Re: OSD slow ops warning not clearing after OSD down

Vladimir Sigunov <vladimir.sigunov@xxxxxxxxx> · Mon, 3 May 2021 12:54:41 +0000

Hi Frank,
Yes, I would purge the osd. The cluster looks absolutely healthy except of this osd.584 Probably,  the purge will help the cluster to forget this faulty one. Also, I would restart monitors, too.
With the amount of data you maintain in your cluster, I don't think your ceph.conf contains any information about some particular osds, but if it does, don't forget to remove the configuration of osd.584 from the ceph.conf

Get Outlook for Android<https://aka.ms/ghei36>

________________________________
From: Frank Schilder <frans@xxxxxx>
Sent: Monday, May 3, 2021 8:37:09 AM
To: Vladimir Sigunov <vladimir.sigunov@xxxxxxxxx>; ceph-users@xxxxxxx <ceph-users@xxxxxxx>
Subject: Re: OSD slow ops warning not clearing after OSD down

Hi Vladimir,

thanks for your reply. I did, the cluster is healthy:

[root@gnosis ~]# ceph status
  cluster:
    id:     ---
    health: HEALTH_WARN
            430 slow ops, oldest one blocked for 36 sec, osd.580 has slow ops

  services:
    mon: 3 daemons, quorum ceph-01,ceph-02,ceph-03
    mgr: ceph-01(active), standbys: ceph-02, ceph-03
    mds: con-fs2-2/2/2 up  {0=ceph-08=up:active,1=ceph-12=up:active}, 2 up:standby
    osd: 584 osds: 578 up, 578 in

  data:
    pools:   11 pools, 3215 pgs
    objects: 610.3 M objects, 1.2 PiB
    usage:   1.5 PiB used, 4.6 PiB / 6.0 PiB avail
    pgs:     3191 active+clean
             13   active+clean+scrubbing+deep
             9    active+clean+snaptrim_wait
             2    active+clean+snaptrim

  io:
    client:   358 MiB/s rd, 56 MiB/s wr, 2.35 kop/s rd, 1.32 kop/s wr

[root@gnosis ~]# ceph health detail
HEALTH_WARN 430 slow ops, oldest one blocked for 36 sec, osd.580 has slow ops
SLOW_OPS 430 slow ops, oldest one blocked for 36 sec, osd.580 has slow ops

OSD 580 is down+out and the message does not even increment the seconds. Its probably stuck in some part of the health checking that tries to query 580 and doesn't understand that the OSD being down means there are no ops.

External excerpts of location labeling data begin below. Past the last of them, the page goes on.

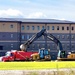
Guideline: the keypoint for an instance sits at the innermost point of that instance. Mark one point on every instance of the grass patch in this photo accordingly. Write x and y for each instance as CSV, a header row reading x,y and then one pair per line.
x,y
36,65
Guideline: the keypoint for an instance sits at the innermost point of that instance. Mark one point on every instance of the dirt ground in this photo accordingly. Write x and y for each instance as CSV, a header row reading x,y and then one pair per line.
x,y
38,72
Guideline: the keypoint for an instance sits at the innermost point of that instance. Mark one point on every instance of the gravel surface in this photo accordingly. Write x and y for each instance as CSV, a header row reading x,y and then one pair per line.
x,y
38,72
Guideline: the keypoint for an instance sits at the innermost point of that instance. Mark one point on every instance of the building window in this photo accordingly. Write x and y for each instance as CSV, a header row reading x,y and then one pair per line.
x,y
28,37
62,27
72,28
72,45
33,27
11,46
48,46
67,36
22,28
11,35
43,45
63,46
39,46
43,27
57,27
28,28
63,36
42,37
52,27
67,28
58,36
33,46
22,37
48,27
11,26
72,36
68,46
53,45
38,27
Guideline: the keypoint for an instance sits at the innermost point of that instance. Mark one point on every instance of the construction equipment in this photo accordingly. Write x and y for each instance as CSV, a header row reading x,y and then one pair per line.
x,y
43,54
15,55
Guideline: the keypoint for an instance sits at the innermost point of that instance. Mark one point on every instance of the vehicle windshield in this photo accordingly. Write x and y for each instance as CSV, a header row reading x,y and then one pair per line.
x,y
7,54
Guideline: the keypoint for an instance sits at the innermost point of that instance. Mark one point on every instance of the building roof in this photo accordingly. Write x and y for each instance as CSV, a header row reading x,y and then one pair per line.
x,y
35,20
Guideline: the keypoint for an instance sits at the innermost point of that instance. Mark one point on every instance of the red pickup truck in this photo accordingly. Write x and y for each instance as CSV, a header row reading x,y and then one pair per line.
x,y
16,56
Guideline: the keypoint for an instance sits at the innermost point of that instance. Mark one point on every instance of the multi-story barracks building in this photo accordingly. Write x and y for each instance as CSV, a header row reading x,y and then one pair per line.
x,y
16,31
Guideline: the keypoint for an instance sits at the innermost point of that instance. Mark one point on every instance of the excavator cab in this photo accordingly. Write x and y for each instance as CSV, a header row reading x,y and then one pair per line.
x,y
44,54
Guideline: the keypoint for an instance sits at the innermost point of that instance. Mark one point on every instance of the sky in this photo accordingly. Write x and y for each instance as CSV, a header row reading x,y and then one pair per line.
x,y
38,9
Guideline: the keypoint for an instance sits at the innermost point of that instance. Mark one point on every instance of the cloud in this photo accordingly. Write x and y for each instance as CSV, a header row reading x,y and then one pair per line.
x,y
10,13
37,15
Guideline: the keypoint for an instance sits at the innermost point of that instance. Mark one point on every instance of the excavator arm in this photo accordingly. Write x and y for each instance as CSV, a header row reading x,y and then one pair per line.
x,y
54,39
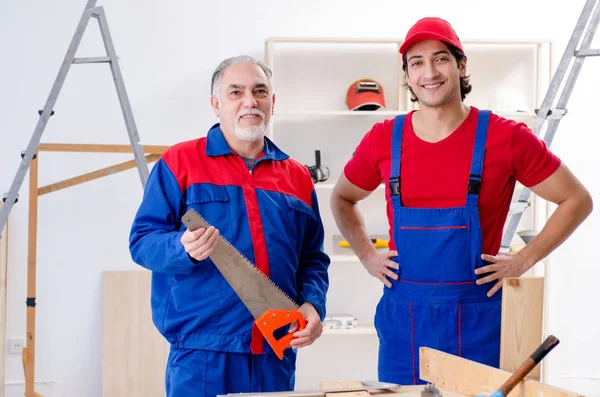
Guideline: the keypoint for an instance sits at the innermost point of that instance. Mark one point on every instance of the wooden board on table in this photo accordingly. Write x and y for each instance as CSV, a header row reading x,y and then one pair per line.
x,y
343,385
133,351
470,378
522,316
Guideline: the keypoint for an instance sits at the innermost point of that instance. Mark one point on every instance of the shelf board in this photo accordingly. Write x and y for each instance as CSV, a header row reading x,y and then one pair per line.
x,y
331,185
344,258
382,40
359,330
386,113
342,113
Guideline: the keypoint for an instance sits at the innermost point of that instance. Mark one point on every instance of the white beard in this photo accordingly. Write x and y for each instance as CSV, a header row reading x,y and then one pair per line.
x,y
250,134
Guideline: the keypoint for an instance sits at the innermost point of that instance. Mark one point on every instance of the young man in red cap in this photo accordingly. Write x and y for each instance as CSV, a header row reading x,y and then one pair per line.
x,y
450,171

I tried to restart the OSD on this disk, but it seems completely rigged. The iDRAC log on the server says that the disk was removed during operation possibly due to a physical connection fail on the SAS lanes. I somehow need to get rid of this message and am wondering of purging the OSD would help.

Best regards,
=================
Frank Schilder
AIT Risø Campus
Bygning 109, rum S14

________________________________________
From: Vladimir Sigunov <vladimir.sigunov@xxxxxxxxx>
Sent: 03 May 2021 13:45:19
To: ceph-users@xxxxxxx; Frank Schilder
Subject: Re: OSD slow ops warning not clearing after OSD down

Hi Frank.
Check your cluster for inactive/incomplete placement groups. I saw similar behavior on Octopus when some pgs stuck in incomplete/inactive or peering state.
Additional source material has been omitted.